LIMO-EEG-Toolbox / limo_tools

Hierarchical Linear Modelling for MEEG data
https://limo-eeg-toolbox.github.io/limo_meeg/
Other
58 stars 28 forks source link

parpool error during 2nd level [BUG] #155

Closed amisepa closed 1 year ago

amisepa commented 1 year ago

Latest Matlab, EEGLAB, and both master and HotFixes branch give the following error. 1st level completed successfully. Trying to do paired t-test at 2nd level, I get this error when computing bootstrap:

Error using parpool
Too many workers requested. The cluster "Processes" has the NumWorkers property set to a maximum of 8 workers but 15 workers were requested. Either request a number of workers less
than NumWorkers, or increase the value of the NumWorkers property for the cluster (up to a maximum of 512 for the Local cluster).

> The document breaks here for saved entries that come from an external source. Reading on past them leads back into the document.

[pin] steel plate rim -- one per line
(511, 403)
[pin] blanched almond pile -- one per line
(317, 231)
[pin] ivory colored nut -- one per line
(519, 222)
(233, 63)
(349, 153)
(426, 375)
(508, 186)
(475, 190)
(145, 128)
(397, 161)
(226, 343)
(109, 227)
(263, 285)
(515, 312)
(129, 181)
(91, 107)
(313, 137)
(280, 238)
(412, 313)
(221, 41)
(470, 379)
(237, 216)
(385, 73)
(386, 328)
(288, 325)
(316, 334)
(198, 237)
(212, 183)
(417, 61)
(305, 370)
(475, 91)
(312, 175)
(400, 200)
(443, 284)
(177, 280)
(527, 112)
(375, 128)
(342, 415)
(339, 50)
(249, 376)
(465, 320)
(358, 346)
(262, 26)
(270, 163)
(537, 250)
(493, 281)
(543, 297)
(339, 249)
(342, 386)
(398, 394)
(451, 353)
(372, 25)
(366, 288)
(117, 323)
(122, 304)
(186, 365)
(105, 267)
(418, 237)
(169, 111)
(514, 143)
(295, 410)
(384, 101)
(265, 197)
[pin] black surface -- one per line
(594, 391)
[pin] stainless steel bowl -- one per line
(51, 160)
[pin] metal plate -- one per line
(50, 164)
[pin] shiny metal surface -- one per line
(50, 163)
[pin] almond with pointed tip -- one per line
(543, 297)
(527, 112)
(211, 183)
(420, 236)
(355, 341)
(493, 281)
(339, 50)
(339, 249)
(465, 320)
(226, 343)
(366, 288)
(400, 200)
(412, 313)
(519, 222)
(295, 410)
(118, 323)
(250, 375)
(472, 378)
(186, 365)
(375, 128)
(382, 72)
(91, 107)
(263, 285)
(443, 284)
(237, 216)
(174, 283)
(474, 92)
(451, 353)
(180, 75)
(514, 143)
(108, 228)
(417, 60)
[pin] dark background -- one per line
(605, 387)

Error in limo_check_ppool (line 36)
            parpool(N-1);

Error in limo_random_robust (line 515)
            limo_check_ppool

Error in limo_random_select (line 817)
    tmpname = limo_random_robust(3,tmp_data1,tmp_data2,parameters,LIMO);

Error in limo_random_effect>Paired_t_test_Callback (line 219)
    limo_random_select('paired t-test',handles.chan_file,'nboot',handles.b,'tfce',handles.tfce,'type','Channels');

Error in gui_mainfcn (line 95)
        feval(varargin{:});

Error in limo_random_effect (line 29)
    gui_mainfcn(gui_State, varargin{:});

Error in matlab.graphics.internal.figfile.FigFile/read>@(hObject,eventdata)limo_random_effect('Paired_t_test_Callback',hObject,eventdata,guidata(hObject))

Error while evaluating UIControl Callback.

Turning off parpool in MAtlab preferences or in EEGLAB preferences does not solve the issue.

Thanks in advance

amisepa commented 1 year ago

FYI:

c = 

 Local Cluster

    Properties: 

                   Profile: Processes
                  Modified: false
                      Host: laptop-i01si850
                NumWorkers: 8
                NumThreads: 1

   RequiresOnlineLicensing: false

    Associated Jobs: 

            Number Pending: 0
             Number Queued: 0
            Number Running: 0
           Number Finished: 0

commenting limo_check_ppool fixes the error.

cmmrandau commented 1 year ago

You can comment the call to limo_check_ppool in limo_random_robust and it will call your parpool with default settings, but I'm sure Cyril has a better answer. :)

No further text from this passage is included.